Q. Should I show the heapsort as an array or as a tree?
A. Either representation is fine.
Q. In class we put people’s names into a tree using alphabetical order… was this a heap? Because wikipedia says that for a heap both children have to be less than the parent, but for what we did in class the left child is less than the parent and the right child is greater than the parent
A. We did indeed create an ordered binary tree in class. This was not a heap, although it used the tree-stored-in-an-array trick. Per the problem set:
- NB: A heap is like a partially ordered binary tree: the parent is larger than both children (this is called the "heap property"), and the children need not be ordered with respect to one another. A heap can be stored in an array using the children-at-2n+1,2n+2 trick. When a new element is inserted into the next free position, you need to re-heapify by comparing it with its parent to maintain the heap property (and so on all the way up to the root). For more details, look up heapify or heapification in Wikipedia, Cormen, or another resource (search for heapsort)...
Q. Are we supposed to sort after we have heapified the elements of the array?
A. Once the elements are heapified, you should repeat:
- remove the first element
until you are done. Or, swap the first and last-unsorted elements and reheapify (which is effectively the same thing....)

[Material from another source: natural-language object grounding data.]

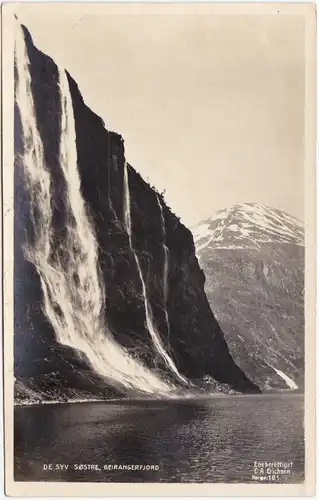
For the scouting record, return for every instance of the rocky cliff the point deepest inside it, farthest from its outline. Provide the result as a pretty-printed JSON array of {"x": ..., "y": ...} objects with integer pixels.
[
  {"x": 253, "y": 259},
  {"x": 184, "y": 320}
]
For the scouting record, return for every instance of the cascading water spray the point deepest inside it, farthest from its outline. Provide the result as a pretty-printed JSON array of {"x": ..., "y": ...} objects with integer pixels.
[
  {"x": 70, "y": 278},
  {"x": 165, "y": 267},
  {"x": 148, "y": 311}
]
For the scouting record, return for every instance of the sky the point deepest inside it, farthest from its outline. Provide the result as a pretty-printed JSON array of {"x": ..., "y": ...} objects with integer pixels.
[{"x": 211, "y": 107}]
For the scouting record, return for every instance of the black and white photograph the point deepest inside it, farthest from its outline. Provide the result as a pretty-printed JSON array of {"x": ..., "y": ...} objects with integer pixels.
[{"x": 158, "y": 267}]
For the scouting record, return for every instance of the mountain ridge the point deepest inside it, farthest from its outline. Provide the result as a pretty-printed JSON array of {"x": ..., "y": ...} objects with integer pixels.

Q. For the PDA, should we be using the ambiguous grammar, the unambiguous grammar, or just creating a PDA for the language without reference to any grammar?
A. Any PDA for the language is fine; no need to use a grammar to create one.

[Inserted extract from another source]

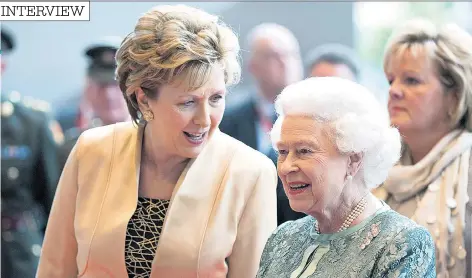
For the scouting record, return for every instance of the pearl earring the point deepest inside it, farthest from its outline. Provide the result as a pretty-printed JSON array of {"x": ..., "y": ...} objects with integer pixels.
[{"x": 148, "y": 115}]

Q. For drawing PDAs in Assignment 3, may we used your shorthand notation (where each CFG results in a 3-state PDA), or do we have to draw out all the intermediate states?
A. You can use the (multi-push) shorthand.

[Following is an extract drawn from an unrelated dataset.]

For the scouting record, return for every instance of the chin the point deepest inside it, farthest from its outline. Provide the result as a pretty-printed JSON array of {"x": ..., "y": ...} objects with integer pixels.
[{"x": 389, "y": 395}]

Q. ...Prolog grammar, relationship to regular Prolog, extra arguments ...
A. You don't need to understand extra arguments to Prolog; they're there if you want to learn about them but not required in this course. You also don't need to understand about how Prolog grammar notation relates to Prolog at this point, as we haven't discussed Prolog (other than grammars) yet.
Q. ...various questions about the fidelity of the extensions to the Prolog grammar...
A. You don't need to handle everything, just a few representative cases. It is sufficient, e.g., to handle the examples shown, or choose a different adjective or prepositional phrase. For the extensions, these are for you to have fun with/explore.
Q. ...languages other than English...
A. You do not need to work on a grammar for a language other than English. However, it makes no sense to explore gender matching in English, so if you want to look at gender matching, you should switch to a language that carries gender markings.